Carlo Servolini (5 April 1876 – 12 September 1948) was an Italian artist from Livorno, in Tuscany. He worked in oils, water-colour, etching and lithography. He was the father of the wood engraver Luigi Servolini.

Servolini was born in Livorno on 5 April 1876. He studied in Florence at the Accademia di Belle Arti di Firenze and at the Scuola Professionale di Arti Decorative e Industriali (now the Liceo Artistico di Porta Romana), where he qualified as a teacher of drawing.

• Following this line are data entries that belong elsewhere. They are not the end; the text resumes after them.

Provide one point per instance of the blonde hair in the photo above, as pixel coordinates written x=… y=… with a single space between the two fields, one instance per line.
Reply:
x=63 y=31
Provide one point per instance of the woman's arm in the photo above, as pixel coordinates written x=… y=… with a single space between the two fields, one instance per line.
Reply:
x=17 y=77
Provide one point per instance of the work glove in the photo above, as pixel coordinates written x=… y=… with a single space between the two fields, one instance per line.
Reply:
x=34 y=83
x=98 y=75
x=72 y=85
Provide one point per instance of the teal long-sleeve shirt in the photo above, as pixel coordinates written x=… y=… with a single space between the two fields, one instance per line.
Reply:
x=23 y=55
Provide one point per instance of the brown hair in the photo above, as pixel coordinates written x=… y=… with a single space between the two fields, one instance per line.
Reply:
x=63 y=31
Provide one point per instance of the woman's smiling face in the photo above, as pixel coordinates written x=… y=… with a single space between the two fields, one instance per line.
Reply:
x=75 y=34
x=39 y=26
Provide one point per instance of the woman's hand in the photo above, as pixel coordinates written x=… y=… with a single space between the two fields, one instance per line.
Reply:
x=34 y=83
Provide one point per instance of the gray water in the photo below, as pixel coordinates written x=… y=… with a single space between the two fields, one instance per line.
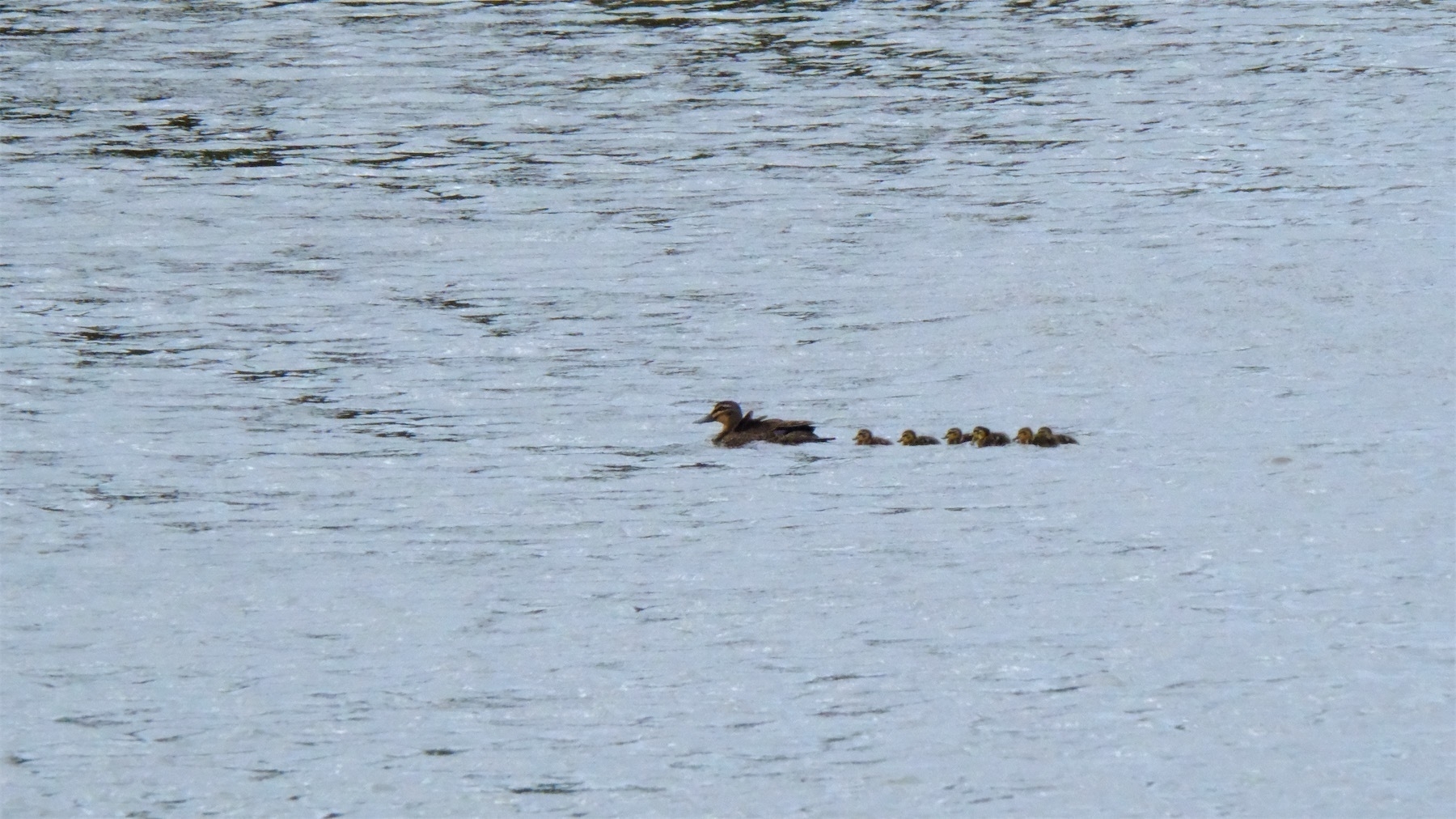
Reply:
x=351 y=354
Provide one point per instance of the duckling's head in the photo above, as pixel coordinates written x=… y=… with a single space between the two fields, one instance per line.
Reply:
x=726 y=413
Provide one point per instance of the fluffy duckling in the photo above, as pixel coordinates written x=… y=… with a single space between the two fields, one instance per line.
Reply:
x=980 y=436
x=1048 y=438
x=740 y=429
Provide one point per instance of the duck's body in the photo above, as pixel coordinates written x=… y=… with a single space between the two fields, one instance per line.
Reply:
x=866 y=438
x=1048 y=438
x=980 y=436
x=740 y=429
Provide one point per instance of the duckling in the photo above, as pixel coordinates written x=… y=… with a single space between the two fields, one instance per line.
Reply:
x=1048 y=438
x=980 y=436
x=740 y=429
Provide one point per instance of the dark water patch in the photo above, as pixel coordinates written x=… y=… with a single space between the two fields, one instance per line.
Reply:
x=269 y=375
x=153 y=496
x=560 y=789
x=851 y=711
x=191 y=526
x=363 y=413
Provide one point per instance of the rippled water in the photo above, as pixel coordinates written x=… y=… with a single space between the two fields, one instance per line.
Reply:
x=351 y=353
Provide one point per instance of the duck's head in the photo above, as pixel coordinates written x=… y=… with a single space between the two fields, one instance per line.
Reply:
x=726 y=413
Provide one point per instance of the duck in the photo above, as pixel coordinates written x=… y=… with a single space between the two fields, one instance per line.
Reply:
x=1048 y=438
x=866 y=438
x=980 y=436
x=740 y=431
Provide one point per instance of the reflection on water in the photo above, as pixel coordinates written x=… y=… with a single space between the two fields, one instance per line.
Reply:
x=353 y=351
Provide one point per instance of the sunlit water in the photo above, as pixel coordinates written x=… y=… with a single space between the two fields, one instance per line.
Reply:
x=351 y=354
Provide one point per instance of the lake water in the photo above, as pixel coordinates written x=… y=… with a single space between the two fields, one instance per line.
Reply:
x=351 y=353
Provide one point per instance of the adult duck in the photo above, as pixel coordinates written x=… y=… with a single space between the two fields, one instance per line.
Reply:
x=1048 y=438
x=980 y=436
x=866 y=438
x=740 y=429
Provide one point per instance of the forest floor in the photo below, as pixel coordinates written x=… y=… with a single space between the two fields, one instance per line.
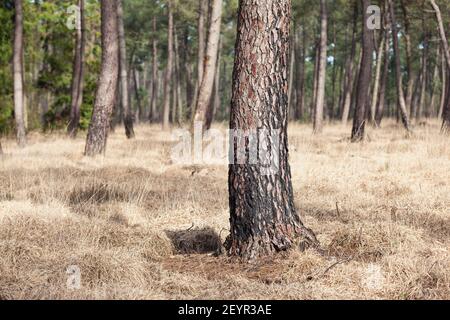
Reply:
x=140 y=227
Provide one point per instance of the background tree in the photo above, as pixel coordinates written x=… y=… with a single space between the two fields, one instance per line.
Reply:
x=363 y=87
x=78 y=73
x=107 y=83
x=19 y=108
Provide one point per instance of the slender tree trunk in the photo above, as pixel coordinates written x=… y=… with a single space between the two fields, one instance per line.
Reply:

He received help and advice from Guglielmo Micheli, a pupil of Giovanni Fattori, but did not become an imitator of the Macchiaiolo style.

He exhibited at the Biennale di Venezia in 1936, 1940 and 1942; his work was shown in Argentina, Germany, the United Kingdom and the United States.

Servolini died at Collesalvetti, in the province of Livorno, on 12 September 1948. In 2006, the comune of Collesalvetti established the Pinacoteca Comunale Carlo Servolini, a public gallery which houses works by Servolini and his Tuscan contemporaries, and also stages temporary exhibitions.